Since $f$ is differentiable at $x_0$ and $f^{-1}(x_0)\neq 0$, then we have $$\displaystyle\lim_{n\to\infty}\frac{f^{-1}(x_n)-f^{-1}(x_0)}{y_n-y_0}=\displaystyle\lim_{n\to\infty}\frac{x_n-x_0}{f(x_n)-f(x_0)}=\frac{1}{f'(x_0)}.$$
What I don't understand is how the continuity and injectivity of $f^{-1}$ implies that $(x_n)$ is a sequence in $I\setminus\{x_0\}$ such that $x_n\to x_0$, and how to go from $\displaystyle\lim_{n\to\infty}\frac{x_n-x_0}{f(x_n)-f(x_0)}$ to $\frac{1}{f'(x_0)}$. Any help is welcome
 A: Well, each $x_n = f^{-1}(y_n)$. So since $f^{-1} : J \to I$, we at least have $x_n \in I$. Also, each $y_n \neq y_0$ (because $y_n$ was chosen from $J \setminus \{y_0\}$). So, by definition of injectivity,
$$
x_n = f^{-1}(y_n) \neq f^{-1}(y_0) = x_0
$$ Thus, $x_n \neq x_0$ and so $x_n \in I \setminus \{x_0\}$. Finally, because $f^{-1}$ is continuous, it commutes with limits:
$$
x_0 = f^{-1}(y_0) = f^{-1}(\lim_{n \to \infty}y_n) = \lim_{n \to \infty}f^{-1}(y_n) = \lim_{n \to \infty}x_n
$$ So $x_n \to x_0$.
Next, let $L := f'(x_0)$ and let $D(x) := \frac{f(x) - f(x_0)}{x - x_0}$. This is a function $D : I \setminus \{x_0\} \to \mathbb{R}$. $x_0$ is not in the domain of $D$ but it is still an adherent point of that domain. So $\lim\limits_{x \to x_0; x \in I \setminus \{x_0\}}D(x)$ makes sense and, in fact, this limit is just $L$. In other words, $D(x)$ converges to $L$ at $x_0$ in $I \setminus \{x_0\}$. Or equivalently, by the sequential criterion for convergence:
If $x_n \to x_0$ where $x_n$ is in the domain of $D$ (i.e. $I \setminus \{x_0\}$), then $D(x_n) \to L$.

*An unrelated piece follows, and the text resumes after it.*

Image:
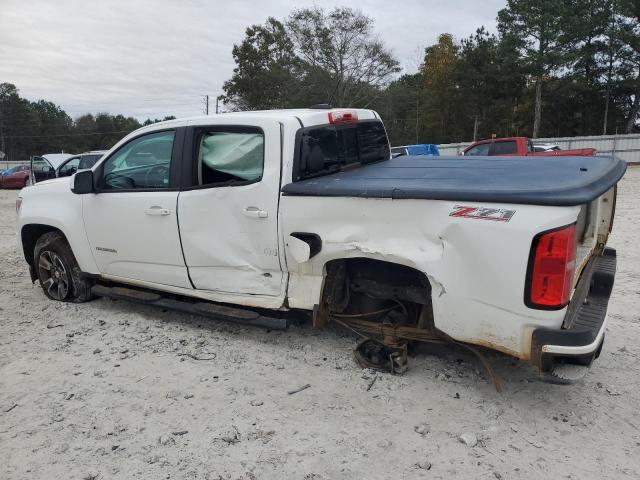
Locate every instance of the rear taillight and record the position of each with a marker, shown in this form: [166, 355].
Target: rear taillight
[551, 267]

As a result, $\lim\limits_{n \to \infty} D(x_n) = L$. So, as long as $D(x_n) \neq 0$ and $L \neq 0$, we also have
$$
\lim_{n \to \infty} \frac{x_n - x_0}{f(x_n) - f(x_0)} = \lim_{n \to \infty} \frac{1}{D(x_n)} = \frac{1}{L} = \frac{1}{f'(x_0)}
$$ by elementary limit laws for sequences. But lo and behold, we indeed have $L = f'(x_0) \neq 0$ and $D(x_n) = \frac{f(x_n) - f(x_0)}{x_n - x_0} \neq 0$ because the numerator is non-zero: $f(x_n) = y_n \neq y_0 = f(x_0)$.